Solved – Does increasing sample size have any effect on omitted variable bias

biasmultiple regressionregressionsample-size

Say I have a multiple linear regression model, where two of the variables are positively correlated, and I omit one of these variables from the model.

First question – if I increase the sample size, the estimated errors on the parameters would decrease wouldn't they?

Second question – would increasing the sample size have any effect on the bias of the coefficient? I am thinking that it would have no effect, but I am not sure? (Also, am I right in saying that the bias would have the same sign as the coefficient of the omitted variable?)

Best Answer

You are correct on both accounts, but omitting the variable is still a very bad idea. Increasing your sample size is not going to 'fix' omitted variable bias. Consider the semi-classic example of drowning deaths and temperature (because people go to swimming pools when it's warm but not when it's cold).

We estimate one model:

$$ drowning.deaths = \alpha + \beta_1 temperature + \epsilon $$

We estimate a second model:

$$ drowning.deaths = \alpha + \beta_1 temperature + \beta_2 pool.in.area + \epsilon $$

If we increase our sample size for the first model, yes, we will reduce our standard errors, but absolutely our model will still suffer from omitted variable bias. Theory first! Remember that models like this are for hypothesis testing, and the 'best fit' model isn't always the correct model. No matter how small your standard errors are, and no matter how big your sample size is, if you've modeled it wrong, your results are not going to give you the 'right story.'

In the case of swimming pools, say you have 50 communities with swimming pools, and 50 communities without swimming pools, our first model is going to underestimate the relationship between drowning deaths and temperature-given-swimming-pool and overestimate the relationship between drowning deaths and temperature-given-no-swimming-pool. Thus, missing a really important piece of the puzzle (interaction in this specific hypothetical a plus).

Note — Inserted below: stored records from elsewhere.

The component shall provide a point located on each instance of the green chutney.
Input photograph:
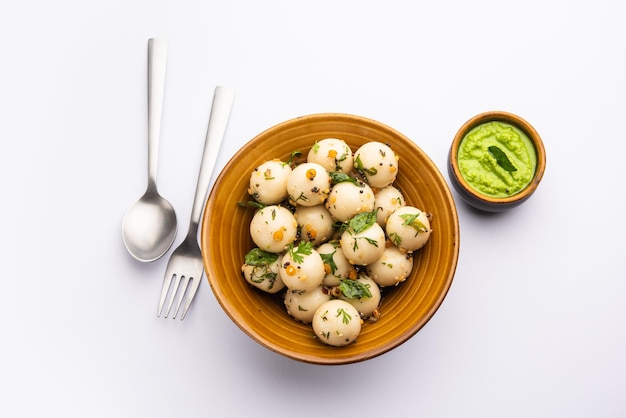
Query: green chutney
(497, 159)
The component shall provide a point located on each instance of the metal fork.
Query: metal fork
(185, 264)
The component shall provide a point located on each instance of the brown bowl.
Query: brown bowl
(405, 309)
(475, 197)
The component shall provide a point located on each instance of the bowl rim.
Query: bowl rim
(524, 126)
(339, 359)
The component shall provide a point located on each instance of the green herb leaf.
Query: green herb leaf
(328, 259)
(293, 156)
(345, 316)
(340, 177)
(354, 289)
(362, 221)
(411, 219)
(358, 164)
(298, 253)
(501, 158)
(258, 257)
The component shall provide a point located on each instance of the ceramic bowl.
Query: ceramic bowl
(405, 309)
(478, 199)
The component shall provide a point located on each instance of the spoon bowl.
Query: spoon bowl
(149, 227)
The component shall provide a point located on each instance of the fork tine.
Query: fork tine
(166, 286)
(192, 292)
(173, 294)
(181, 294)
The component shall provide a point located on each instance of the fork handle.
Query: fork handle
(220, 112)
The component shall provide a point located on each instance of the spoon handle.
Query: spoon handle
(220, 112)
(157, 58)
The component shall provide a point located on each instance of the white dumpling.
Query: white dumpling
(333, 154)
(302, 305)
(273, 228)
(263, 273)
(302, 268)
(363, 247)
(308, 184)
(336, 265)
(315, 222)
(388, 199)
(392, 268)
(408, 228)
(336, 323)
(377, 162)
(268, 182)
(347, 199)
(366, 306)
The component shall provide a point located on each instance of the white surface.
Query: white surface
(535, 322)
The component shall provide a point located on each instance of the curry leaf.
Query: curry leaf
(501, 158)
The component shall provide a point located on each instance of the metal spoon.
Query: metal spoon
(149, 225)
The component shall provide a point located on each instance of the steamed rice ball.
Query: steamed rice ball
(392, 268)
(308, 184)
(377, 162)
(365, 246)
(388, 199)
(347, 199)
(336, 265)
(268, 182)
(302, 268)
(333, 154)
(336, 323)
(273, 228)
(261, 270)
(367, 306)
(302, 305)
(315, 223)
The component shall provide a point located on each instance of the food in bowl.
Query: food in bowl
(225, 240)
(329, 213)
(496, 161)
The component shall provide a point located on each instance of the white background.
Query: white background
(534, 324)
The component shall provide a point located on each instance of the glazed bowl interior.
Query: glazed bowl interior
(405, 309)
(482, 201)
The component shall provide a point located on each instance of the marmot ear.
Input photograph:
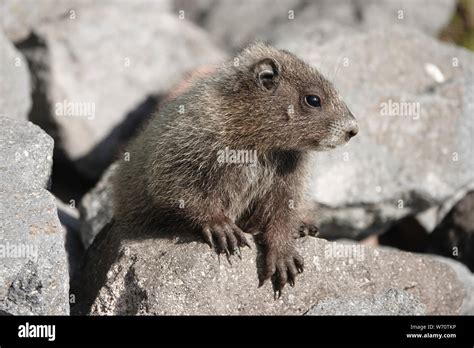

If you really wanted to demonstrate a strong relationship between $drowning.deaths$ and $temperature$ (depending on the number of communities that had a pool), you could drop $pool.in.area$, and $\beta_1$ might be larger. But, that would be very bad science if you also knew there was a relationship between $drowning.deaths$ and $pool.in.area$.

In general, if a variable is plausibly related to your outcome, include it in your model. With maybe a few exceptions: some instrumental variable considerations (which are beyond the scope of this question) or severe multicollinearity between the predictor and the outcome.

On the sign of the omitted variable bias - that depends on some other factors, including both the relationship between the omitted variable and the outcome, and relationship between the omitted variable and other covariates. It could go either way.

To conclude, in a summary of a summary: increasing the sample size will not solve this problem, and you should include the variable unless there are other very compelling reasons not to.